Buchkritik -- Michael Sandel -- Gerechtigkeit: Wie wir das Richtige tun

Umschlagfoto Michael Sandel, Gerechtigkeit: Wie wir das Richtige tun Nach dem Verkaufserfolg seines letzten Buches "Was man für Geld nicht kaufen kann" hat der Ullstein Verlag jetzt ein bereits im Jahr 2009 veröffentlichtes Werk von Michael J. Sandel ins Deutsche übersetzt und auf den Markt gebracht. "Gerechtigkeit: Wie wir das Richtige tun" soll, so anscheinend die Intention des Verlags, an die bereits erzielten Umsatzzahlen anknüpfen.

Es ist, besonders in Deutschland, lange her, dass ein Philosophieprofessor mit seinen Büchern solch eine Furore gemacht hat. Fachphilosophen neigen dazu, sich eher zurückgezogen in fachwissenschaftlichen Zirkeln zu artikulieren und sich dabei einer, dem Normalverbraucher unverständlichen Sprache zu bedienen und mehr oder weniger abgehoben von der gesellschaftlichen Realität zu forschen. Sandel dagegen geht offensiv auf sein Publikum zu und eilt durch seine argumentative Bodenständigkeit von Erfolg zu Erfolg. Das mag zum einen daran liegen, dass es in der angloamerikanische Philosophietradition liegt, sich eher mit den Fragen der Praktischen Philosophie zu beschäftigen und weniger mit den abstrakten Problemen, die, typisch Deutsch, als "Gedankentiefe" sowohl in der Politik - in den klassischen Geisteswissenschaften sowieso - als auch im gesellschaftlichen Diskurs das schwere Erbe des Deutschen Idealismus darstellen.

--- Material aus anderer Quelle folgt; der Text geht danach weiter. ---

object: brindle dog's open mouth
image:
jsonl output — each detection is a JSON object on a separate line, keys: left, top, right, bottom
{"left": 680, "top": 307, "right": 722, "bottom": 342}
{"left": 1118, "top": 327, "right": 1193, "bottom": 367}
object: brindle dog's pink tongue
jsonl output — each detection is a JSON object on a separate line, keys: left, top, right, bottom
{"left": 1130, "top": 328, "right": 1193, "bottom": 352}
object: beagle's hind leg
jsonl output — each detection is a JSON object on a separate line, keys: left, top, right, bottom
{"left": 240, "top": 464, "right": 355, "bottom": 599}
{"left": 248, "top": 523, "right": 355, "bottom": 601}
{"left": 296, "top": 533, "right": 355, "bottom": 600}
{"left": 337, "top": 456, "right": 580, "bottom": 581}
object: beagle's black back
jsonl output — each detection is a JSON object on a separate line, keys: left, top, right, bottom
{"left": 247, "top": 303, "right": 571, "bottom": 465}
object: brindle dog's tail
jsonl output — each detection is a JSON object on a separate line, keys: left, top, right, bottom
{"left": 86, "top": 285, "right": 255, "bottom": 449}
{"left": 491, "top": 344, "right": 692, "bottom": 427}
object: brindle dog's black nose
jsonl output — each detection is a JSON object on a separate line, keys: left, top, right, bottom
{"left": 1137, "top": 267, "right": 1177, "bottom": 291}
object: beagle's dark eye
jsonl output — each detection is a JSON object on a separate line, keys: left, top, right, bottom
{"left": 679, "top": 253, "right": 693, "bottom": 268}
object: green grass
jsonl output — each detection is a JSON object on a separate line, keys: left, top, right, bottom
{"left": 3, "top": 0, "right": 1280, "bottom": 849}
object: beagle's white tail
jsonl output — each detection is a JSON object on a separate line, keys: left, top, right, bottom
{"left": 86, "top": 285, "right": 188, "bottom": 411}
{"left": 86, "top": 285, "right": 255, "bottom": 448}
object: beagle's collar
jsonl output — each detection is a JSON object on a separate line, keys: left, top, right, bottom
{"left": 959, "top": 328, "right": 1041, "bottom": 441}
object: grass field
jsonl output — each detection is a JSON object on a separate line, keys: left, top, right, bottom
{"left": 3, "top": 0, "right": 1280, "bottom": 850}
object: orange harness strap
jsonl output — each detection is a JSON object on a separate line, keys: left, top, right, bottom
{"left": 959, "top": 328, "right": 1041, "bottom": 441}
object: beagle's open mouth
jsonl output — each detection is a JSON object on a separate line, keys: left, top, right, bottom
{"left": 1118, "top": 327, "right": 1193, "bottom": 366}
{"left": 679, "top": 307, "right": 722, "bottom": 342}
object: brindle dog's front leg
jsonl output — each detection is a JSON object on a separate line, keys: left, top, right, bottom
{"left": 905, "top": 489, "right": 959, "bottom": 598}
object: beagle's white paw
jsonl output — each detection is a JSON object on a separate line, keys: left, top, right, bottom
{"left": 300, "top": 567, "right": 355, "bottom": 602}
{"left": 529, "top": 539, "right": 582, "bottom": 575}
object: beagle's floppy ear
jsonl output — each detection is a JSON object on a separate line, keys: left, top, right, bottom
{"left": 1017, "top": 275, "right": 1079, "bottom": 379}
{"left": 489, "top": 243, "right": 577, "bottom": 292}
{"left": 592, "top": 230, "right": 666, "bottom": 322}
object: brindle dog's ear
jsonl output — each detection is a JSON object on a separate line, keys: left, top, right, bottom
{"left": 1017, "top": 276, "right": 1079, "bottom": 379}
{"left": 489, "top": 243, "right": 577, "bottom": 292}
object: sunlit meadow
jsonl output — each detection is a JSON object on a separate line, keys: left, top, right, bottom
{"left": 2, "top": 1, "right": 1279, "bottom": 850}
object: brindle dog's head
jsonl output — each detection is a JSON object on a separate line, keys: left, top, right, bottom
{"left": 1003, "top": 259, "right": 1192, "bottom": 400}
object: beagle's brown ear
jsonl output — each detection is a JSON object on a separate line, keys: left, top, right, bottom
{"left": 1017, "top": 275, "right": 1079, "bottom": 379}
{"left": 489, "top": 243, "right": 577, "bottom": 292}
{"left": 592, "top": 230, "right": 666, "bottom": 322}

Wie steht es nun mit der Gerechtigkeit? Bekommt der Leser einen Eindruck davon, wie Sandel sie definiert oder erhält er gar einen neuen, bislang nicht erforschten Gedanken bezüglich seines ethischen Handeln? Nein, wer diese Hoffnung hegt, wird enttäuscht. Das bedeutet jedoch nicht, dass das Buch sein Thema verfehlt hat. Im Gegenteil, es ist ein wunderbar zu lesender Exkurs in die Moralphilosophie.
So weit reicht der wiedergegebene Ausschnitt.